I suppose that was intended to be comforting to its human readers, suggesting that consciousness will always keep humans one big step beyond computers. But another way to look at it is that these systems will eventually have the ability to think any thoughts humans can, but without our moral compass. So the machines, confronted by a starving population and an agricultural system that is maxed out, might conclude that a sharp population reduction is the solution -- and that the nuclear power plants within its control offer a way to achieve it.

You can forget Isaac Asimov's Three Laws of Robotics. The United Nations has already attempted to set rules for battlefield robots that can decide on their own when it's a good idea to kill people.

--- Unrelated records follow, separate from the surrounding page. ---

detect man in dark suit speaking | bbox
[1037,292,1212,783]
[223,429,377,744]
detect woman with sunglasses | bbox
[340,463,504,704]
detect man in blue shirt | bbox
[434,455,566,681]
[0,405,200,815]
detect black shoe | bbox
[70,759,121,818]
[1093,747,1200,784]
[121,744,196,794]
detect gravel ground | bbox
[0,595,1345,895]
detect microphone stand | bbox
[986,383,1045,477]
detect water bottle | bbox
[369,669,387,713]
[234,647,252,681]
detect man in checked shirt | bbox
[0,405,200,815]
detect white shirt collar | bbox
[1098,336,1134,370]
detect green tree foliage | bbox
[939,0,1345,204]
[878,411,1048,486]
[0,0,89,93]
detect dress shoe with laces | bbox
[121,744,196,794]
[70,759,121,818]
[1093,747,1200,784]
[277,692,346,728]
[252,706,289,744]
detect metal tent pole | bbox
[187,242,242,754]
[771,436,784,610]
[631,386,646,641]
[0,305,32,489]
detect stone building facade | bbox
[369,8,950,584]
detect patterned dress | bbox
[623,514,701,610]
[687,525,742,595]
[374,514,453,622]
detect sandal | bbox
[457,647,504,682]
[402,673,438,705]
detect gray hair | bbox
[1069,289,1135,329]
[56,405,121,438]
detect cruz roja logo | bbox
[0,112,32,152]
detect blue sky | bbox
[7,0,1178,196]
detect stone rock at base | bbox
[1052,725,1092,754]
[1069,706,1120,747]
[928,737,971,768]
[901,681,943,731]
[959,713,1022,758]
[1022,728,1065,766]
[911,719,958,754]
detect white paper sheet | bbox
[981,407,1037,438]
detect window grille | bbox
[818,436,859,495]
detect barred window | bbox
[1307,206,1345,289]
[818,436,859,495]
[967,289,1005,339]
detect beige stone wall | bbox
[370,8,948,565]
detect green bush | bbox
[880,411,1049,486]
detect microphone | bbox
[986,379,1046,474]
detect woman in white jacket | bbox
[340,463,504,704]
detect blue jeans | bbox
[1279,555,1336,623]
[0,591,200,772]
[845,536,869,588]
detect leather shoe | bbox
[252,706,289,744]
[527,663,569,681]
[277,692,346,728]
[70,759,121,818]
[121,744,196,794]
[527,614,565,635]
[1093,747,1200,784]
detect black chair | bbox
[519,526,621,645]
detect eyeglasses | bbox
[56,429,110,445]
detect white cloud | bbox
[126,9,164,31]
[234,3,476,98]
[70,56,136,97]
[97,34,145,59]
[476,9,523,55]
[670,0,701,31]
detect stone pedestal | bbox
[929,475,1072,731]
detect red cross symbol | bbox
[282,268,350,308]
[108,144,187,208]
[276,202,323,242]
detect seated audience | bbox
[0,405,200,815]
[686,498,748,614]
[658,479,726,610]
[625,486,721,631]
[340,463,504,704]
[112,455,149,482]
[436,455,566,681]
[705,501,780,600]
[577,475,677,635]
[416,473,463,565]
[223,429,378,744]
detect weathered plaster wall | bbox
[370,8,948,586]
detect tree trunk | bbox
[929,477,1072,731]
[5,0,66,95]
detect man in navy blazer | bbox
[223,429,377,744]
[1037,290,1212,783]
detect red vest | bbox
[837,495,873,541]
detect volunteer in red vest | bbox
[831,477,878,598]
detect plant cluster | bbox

There is a subtle line that shouldn't be crossed with artificial intelligence. Making Siri smarter so that she understands questions better and delivers more germane answers is welcome. But what about letting her decide to delete apps that are never used or add some that your history suggests you'd like? What if she sees from your calendar that you're on a critical deadline this afternoon and decides to prevent you from launching distracting games when you should be working?

Engineers are not the best at setting limits. They are much better suited -- both in terms of temperament and intellectual curiosity -- to seeing how far they can push limits. That's admirable, except when its results move from C3PO to HAL 9000 to Star Trek:TNG's Lore. When superior engineering truly engineers something superior -- superior to the engineers -- can disasters imagined in science fiction become science fact?